Damian Dąbrowski, defensywny pomocnik Cracovii: Mam większą przyjemność z gry w piłkę

Jacek Żukowski
Jacek Żukowski
Damian Dąbrowski (Cracovia)
Damian Dąbrowski (Cracovia) Andrzej Banaś
Damian Dąbrowski, defensywny pomocnik Cracovii wreszcie może cieszyć się grą w piłkę.

- Można powiedzieć, że wreszcie przechodzi Pan pełny okres przygotowawczy do sezonu, bo ostatnio był z tym problem.

- Fakt jest taki, że wreszcie, od dłuższego czasu, już nie liczę od kiedy, mam normalny cykl przygotowawczy. Z tego się cieszę najbardziej. Na obozie w Turcji czułem się dobrze z piłką. Można powiedzieć, że wróciło mi jej czucie. Trening po treningu starałem się dawać z siebie sto procent i liczę na to, że przygotowanie fizyczne powinno być na dobrym poziomie.

- Wszedł Pan do gry na końcówkę ubiegłego roku, rozegrał Pan dziesięć spotkań. Widzi Pan różnicę między tamtym czasem, a obecną dyspozycją?

- Wszystko się okaże w meczach, ale czuję, że jest lepiej, w grach treningowych lepiej się odnajduję, mam większą przyjemność z gry w piłkę, niż dwa miesiące temu, choć wtedy nie narzekałem.

- Na tle takich rywali jak Partizan, Achmat można się było pokazać?

- Tak, graliśmy mecze z nieprzypadkowymi zespołami. Tylko wiadomo, to są okresy przygotowawcze, drużyny są na różnym poziomie, jest spora rotacja w składach, nie ma co się przywiązywać do rezultatów, choć na pewno każdy ma w podświadomości, by wygrywać sparingi. Po co grać, by przegrywać? To mijałoby się z celem. Trenerzy uczulają na to, by już w sparingach nabierać pewności siebie, by drużyna łapała serię, bo to jest ważne.

- Złapaliście fajną serię w końcówce ubiegłego roku, wygrywając cztery mecze z rzędu.
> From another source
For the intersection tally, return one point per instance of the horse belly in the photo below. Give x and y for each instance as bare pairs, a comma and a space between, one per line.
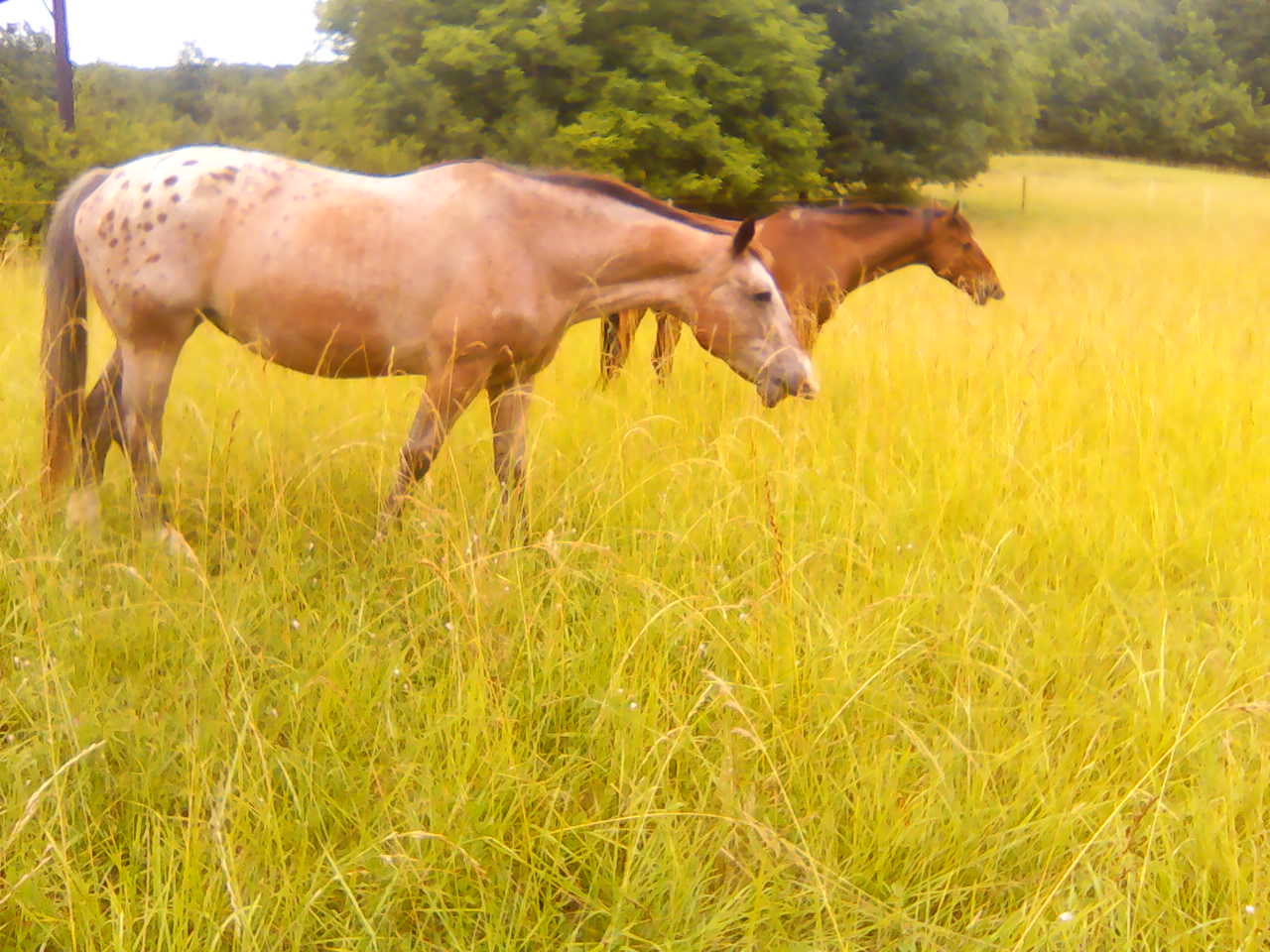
318, 329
Teraz wszyscy mówią, że jest nowe rozdanie. Po 1,5-miesięcznej przerwie nie wiadomo jak będzie.

- Każdy zespół miał czas, by wprowadzić coś nowego, przygotować się. Każdy z niepewnością czeka na pierwszą wiosenną kolejkę. Uważam, że mieliśmy wszelkie dane ku temu, by spokojnie czekać na ligę.

- Wydaje się, że wasz zespół jest dość zgrany, bo teraz nie było tylu ruchów kadrowych, co wcześniej. Zwycięska seria też sprzyja kolejnym dobrym wynikom.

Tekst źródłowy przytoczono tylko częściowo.